The report might have examined “informational needs” by considering these with respect to both the current female majority, together with an increasingly racial and ethnically diverse American society. In fact, the executive report even sets forth six principles that guide final recommendations for structural changes, with “taking historically underserved communities” into account (page 7) as one of them.

Yet, through the hundreds of pages, the concept of “underserved communities” remain vague, never really defined. Instead, the report provides a separate 10-page chapter called “Diversity” that deals only with the media consumption and needs of racial minorities, and another 4-page chapter called “People with Disabilities.” Minorities and people with disabilities are mentioned again briefly in the recommendations (pp. 359-360).

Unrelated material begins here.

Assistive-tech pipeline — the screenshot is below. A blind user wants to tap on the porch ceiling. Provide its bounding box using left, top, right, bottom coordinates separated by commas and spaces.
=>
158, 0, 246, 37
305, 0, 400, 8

By contrast, women’s low ownership, media consumption, social status, and informational needs are not included in the report at all. The word women appears once that I could find, that being on page 360 in a statement that the Commission has already voted to ask Congress to reinstate the tax-certificate program as a way of stimulating “minority and women-owned businesses” (that could include media companies). Even in this mention, women are subordinate to “minorities” – a term, incidentally, that is losing currency in our multiracial, multiethnic society.

My despair over women’s exclusion from such an important document is only deepened by what I see to be a longstanding reluctance of feminists to put media policy on the political agenda. Feminists have always been vocal about sexist content in the news or television programming, and even in discrimination in hiring and promotion within the media professions. Yet, we seem frozen, unable or unwilling to explore why the content of these media continue to misrepresent or neglect our interests. Until there are more feminist voices on these matters, and informed policy deliberation from a feminist perspective on where women’s media interests lie, policy governing media ownership and content will remain men’s domains. Independent women’s media play a crucial role as they always have, but women will never have a full voice or presence in the larger public sphere without mainstream media.

At last count, women owned fewer than 6% of the broadcast stations (TV & radio) in the nation. Broadcast and cable stations, as well as the remaining daily newspapers are owned by huge corporations whose boards of directors are nearly all white and male.

We deserve better than this. Media policy stands as the compelling feminist challenge before us.